Answer 8 – In response to this comment, we have added the following sentence to paragraph 11 of the section “Practical implications for the clinical laboratory”: “Another important consideration is the heterogeneity in test performance and the occurrence of false-positive and false-negative results. No single method is sufficient for all clinical scenarios; therefore, integrated diagnostic workflows are essential to mitigate individual test limitations and support context-specific decision-making.” This addition is highlighted in gray for clarity. 

In addition, the final paragraph of each diagnostic methods section now explicitly addresses issues related to false-positive and false-negative results, as well as contradictory findings, for each methodology individually. These additions are highlighted in green.

Point 9 - The review also lacks important methodological details. These include a clear search strategy, the criteria used to include or exclude studies, a way to assess the quality of the evidence, and an evaluation of potential biases. As a result, the transparency, reproducibility, and scientific reliability of the findings are reduced.

Answer 9 – In response to this comment, we have substantially revised the “Search Strategy” section to improve transparency and reproducibility by clearly detailing the search strategy, inclusion and exclusion criteria, assessment of evidence quality, and potential sources of bias. This section is highlighted in gray.
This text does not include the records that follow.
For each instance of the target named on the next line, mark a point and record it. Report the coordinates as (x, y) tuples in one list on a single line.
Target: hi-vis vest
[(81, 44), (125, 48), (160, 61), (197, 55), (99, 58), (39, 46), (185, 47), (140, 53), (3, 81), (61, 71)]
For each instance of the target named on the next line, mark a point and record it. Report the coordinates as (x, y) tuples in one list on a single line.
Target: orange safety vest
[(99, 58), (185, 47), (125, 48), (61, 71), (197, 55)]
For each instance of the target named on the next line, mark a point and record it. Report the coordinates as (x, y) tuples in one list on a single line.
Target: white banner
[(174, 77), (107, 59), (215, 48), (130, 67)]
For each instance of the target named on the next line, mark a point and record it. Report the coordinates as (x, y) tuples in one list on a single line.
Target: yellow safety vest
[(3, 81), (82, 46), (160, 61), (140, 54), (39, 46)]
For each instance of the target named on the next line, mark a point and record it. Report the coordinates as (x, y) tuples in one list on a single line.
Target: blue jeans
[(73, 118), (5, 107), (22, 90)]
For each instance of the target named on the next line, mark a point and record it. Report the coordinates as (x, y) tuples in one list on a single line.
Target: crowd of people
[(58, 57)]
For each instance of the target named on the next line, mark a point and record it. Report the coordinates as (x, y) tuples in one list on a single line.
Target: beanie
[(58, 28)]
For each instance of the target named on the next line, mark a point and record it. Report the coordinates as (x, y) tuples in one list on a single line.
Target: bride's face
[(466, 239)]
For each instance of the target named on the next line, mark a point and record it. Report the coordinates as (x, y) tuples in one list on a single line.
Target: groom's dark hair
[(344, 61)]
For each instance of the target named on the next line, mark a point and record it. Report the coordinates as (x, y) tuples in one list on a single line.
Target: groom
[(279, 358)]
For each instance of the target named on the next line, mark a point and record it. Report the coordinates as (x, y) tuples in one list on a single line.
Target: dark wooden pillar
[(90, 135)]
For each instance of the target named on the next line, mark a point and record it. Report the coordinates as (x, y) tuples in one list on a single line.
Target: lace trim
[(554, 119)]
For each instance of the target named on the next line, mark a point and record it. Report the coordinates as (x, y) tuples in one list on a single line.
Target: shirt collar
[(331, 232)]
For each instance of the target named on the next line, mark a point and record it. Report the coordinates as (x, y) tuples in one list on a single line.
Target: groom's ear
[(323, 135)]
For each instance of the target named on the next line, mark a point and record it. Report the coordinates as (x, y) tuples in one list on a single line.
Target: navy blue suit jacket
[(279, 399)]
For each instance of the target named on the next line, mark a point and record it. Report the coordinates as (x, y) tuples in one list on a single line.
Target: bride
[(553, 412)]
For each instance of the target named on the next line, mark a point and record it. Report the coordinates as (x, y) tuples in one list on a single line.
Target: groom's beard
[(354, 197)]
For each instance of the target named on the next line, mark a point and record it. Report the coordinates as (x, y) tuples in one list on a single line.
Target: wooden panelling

We would like to thank the reviewer once again for their valuable comments. In addition to revising the main text of the review, we considered it necessary to adjust the manuscript’s title and abstract. Accordingly, these sections were also revised to ensure greater coherence and homogeneity throughout the manuscript. These sections also are highlighted in gray for clarity.

Round 2

Reviewer 1 Report

Comments and Suggestions for Authors

Manuscript has significantly improved after addressing the major comments. I don't have any more comments.

Reviewer 2 Report

Comments and Suggestions for Authors

The authors have satisfactorily addressed all the comments. The revisions are clear and scientifically sound and have improved the clarity and quality of the manuscript. The responses are well justified, and no further concerns remain. I recommend acceptance of the manuscript for publication.